While Lyons doesn’t have the Hall of Fame pedigree of NESN analysts Dennis Eckersley and Jim Rice, and he’s not the local baseball icon that Tim Wakefield is, he is an accomplished broadcaster. Should Jerry Remy not continue through the full season — and to be clear, there is no indication that his departure is at all a possibility right now — Lyons would be capable of working in the booth.
Beginning in 1996, Lyons spent 11 years working on Fox Sports’s national baseball broadcasts, serving as a color analyst, studio host, and studio analyst. He won an Emmy in 2001 for Outstanding Sports Personality/Studio Analyst.

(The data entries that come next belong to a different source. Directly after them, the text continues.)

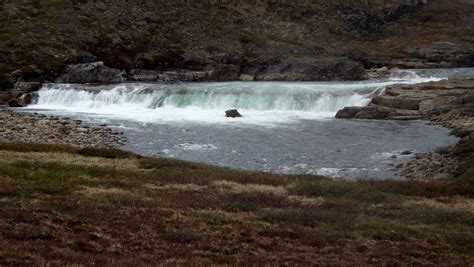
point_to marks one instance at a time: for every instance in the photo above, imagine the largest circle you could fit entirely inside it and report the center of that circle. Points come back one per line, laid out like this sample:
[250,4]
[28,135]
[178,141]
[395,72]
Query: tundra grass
[66,206]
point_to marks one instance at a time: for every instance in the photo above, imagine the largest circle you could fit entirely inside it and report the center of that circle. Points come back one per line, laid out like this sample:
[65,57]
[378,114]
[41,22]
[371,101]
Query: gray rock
[23,100]
[348,112]
[312,70]
[443,176]
[95,72]
[232,113]
[27,86]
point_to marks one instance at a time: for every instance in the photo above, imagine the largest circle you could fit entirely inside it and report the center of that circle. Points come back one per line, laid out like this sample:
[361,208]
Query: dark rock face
[450,103]
[23,100]
[416,101]
[311,70]
[455,54]
[95,72]
[27,86]
[348,112]
[367,25]
[232,113]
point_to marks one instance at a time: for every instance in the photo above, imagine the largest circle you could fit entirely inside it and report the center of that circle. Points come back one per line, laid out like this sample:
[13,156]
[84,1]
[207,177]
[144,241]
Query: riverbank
[37,128]
[60,205]
[449,103]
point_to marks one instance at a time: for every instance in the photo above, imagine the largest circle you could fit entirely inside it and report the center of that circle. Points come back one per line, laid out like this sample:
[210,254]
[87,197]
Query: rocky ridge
[449,103]
[247,40]
[35,128]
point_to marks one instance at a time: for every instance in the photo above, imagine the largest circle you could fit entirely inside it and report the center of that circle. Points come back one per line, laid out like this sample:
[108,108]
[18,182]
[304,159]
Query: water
[286,127]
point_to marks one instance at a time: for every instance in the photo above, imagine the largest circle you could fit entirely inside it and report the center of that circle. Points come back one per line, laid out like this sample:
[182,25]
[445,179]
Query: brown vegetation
[61,205]
[39,37]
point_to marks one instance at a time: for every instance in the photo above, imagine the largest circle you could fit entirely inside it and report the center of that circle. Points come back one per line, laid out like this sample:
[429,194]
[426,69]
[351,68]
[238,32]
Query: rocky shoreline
[449,103]
[37,128]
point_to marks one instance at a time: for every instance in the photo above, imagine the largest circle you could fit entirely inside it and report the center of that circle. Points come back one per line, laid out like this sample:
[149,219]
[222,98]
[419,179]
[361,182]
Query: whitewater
[261,103]
[287,127]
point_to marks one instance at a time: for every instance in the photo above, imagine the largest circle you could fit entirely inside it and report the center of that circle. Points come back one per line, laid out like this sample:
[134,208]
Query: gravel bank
[37,128]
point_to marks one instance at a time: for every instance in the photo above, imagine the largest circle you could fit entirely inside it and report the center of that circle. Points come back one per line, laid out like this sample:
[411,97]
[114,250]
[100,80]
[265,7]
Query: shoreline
[38,128]
[395,104]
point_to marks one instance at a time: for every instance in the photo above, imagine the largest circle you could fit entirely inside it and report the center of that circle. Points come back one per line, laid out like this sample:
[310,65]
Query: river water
[287,127]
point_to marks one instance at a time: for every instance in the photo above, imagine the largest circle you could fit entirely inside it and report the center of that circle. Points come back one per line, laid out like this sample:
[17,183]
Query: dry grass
[61,206]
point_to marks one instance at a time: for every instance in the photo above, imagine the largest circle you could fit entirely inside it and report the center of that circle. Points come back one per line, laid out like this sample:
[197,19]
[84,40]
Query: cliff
[38,38]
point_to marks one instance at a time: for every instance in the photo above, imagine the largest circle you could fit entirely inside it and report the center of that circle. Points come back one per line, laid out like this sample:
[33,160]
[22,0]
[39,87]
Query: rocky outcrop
[95,72]
[416,101]
[305,70]
[450,103]
[32,128]
[232,113]
[443,54]
[22,100]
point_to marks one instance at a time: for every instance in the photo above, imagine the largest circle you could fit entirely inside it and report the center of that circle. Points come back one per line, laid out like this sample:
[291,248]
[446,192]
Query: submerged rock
[232,113]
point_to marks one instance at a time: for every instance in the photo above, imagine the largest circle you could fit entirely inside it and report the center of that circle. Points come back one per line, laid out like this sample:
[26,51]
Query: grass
[71,206]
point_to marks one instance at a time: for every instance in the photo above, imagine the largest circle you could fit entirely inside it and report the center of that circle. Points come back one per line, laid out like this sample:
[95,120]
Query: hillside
[38,38]
[67,206]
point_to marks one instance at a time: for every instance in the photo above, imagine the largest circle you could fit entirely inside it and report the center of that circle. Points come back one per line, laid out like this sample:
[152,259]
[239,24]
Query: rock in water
[232,113]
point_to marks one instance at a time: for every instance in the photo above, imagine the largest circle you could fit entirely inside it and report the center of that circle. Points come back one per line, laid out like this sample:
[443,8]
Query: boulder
[27,86]
[410,103]
[453,54]
[232,113]
[95,72]
[23,100]
[348,112]
[374,113]
[143,75]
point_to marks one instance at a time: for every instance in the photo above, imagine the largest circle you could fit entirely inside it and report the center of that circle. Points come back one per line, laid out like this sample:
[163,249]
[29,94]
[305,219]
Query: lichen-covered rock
[95,72]
[232,113]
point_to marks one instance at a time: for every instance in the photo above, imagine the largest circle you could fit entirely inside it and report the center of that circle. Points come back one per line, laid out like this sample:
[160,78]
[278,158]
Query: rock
[95,72]
[443,176]
[246,77]
[86,57]
[400,102]
[143,75]
[372,112]
[23,100]
[312,70]
[457,55]
[27,86]
[232,113]
[348,112]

But his off-the-cuff style has occasionally gotten him into trouble. Fox fired him during the 2006 postseason after he made an insensitive comment about colleague Lou Piniella’s ethnic heritage during a broadcast.

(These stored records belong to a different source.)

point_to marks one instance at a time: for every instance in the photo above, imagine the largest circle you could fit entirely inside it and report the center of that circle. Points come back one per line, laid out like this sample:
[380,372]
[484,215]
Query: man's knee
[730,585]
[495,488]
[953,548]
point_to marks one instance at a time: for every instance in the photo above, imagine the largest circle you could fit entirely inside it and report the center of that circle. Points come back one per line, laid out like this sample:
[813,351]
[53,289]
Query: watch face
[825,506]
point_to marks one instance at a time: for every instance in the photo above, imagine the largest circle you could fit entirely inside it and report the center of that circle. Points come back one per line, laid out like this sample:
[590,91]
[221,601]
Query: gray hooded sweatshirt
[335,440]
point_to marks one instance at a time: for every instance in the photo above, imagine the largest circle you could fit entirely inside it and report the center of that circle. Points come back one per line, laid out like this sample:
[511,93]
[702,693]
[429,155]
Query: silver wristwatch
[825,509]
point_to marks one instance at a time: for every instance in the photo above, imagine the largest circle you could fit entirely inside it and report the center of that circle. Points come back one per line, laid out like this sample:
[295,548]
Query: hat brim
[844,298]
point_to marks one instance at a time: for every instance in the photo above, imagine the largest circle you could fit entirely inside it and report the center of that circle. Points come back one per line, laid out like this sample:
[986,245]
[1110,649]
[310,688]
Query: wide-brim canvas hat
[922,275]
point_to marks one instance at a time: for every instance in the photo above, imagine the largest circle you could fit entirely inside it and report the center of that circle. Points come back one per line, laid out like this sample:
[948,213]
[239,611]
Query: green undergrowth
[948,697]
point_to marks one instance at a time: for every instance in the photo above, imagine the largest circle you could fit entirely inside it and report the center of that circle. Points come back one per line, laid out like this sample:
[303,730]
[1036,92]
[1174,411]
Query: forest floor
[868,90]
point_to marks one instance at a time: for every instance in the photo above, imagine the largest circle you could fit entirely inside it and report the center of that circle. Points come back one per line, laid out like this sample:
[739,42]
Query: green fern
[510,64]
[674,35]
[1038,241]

Lyons spent the last nine years as part of the Los Angeles Dodgers broadcast team, but his contract was not renewed after the season ended. The Dodgers hired Orel Hershiser and Nomar Garciaparra in the offseason as analysts for their new network, SportsNet LA.
As a Red Sox player, Lyons was popular — he was voted the 10th Player Award in ’85 — if erratic. Nicknamed “Psycho” by former teammate Marc Sullivan, he’s probably best-known nationally for dropping his pants during a game while playing for the White Sox in 1990.
Lyons will debut Friday during the network’s pregame coverage (beginning at 11:30 a.m.) of the Red Sox’ home opener against the Brewers.
Those of us in the media like to use the term “insider” to describe a colleague who has a knack for getting information. But the truth is, the only genuine insiders are those who are part of the team. That true insight ended up being the main appeal of Celtics point guard Rajon Rondo’s half-game stint as color analyst on Comcast SportsNet New England’s Celtics-Bulls broadcast last Monday. Once Rondo got comfortable — and kudos to play-by-play voice Mike Gorman for getting him to open up as the game went on — he offered compelling anecdotes, whether it was about rookie Chris Johnson’s tough-minded approach, his own truce with the Bulls’ Joakim Noah, or the leadership lessons he learned from Paul Pierce and Kevin Garnett. I came away from the broadcast wishing Rondo — perceptive, articulate, and plugged in — had tried it sooner. Hearing him for one half of one game was fun, and not nearly enough.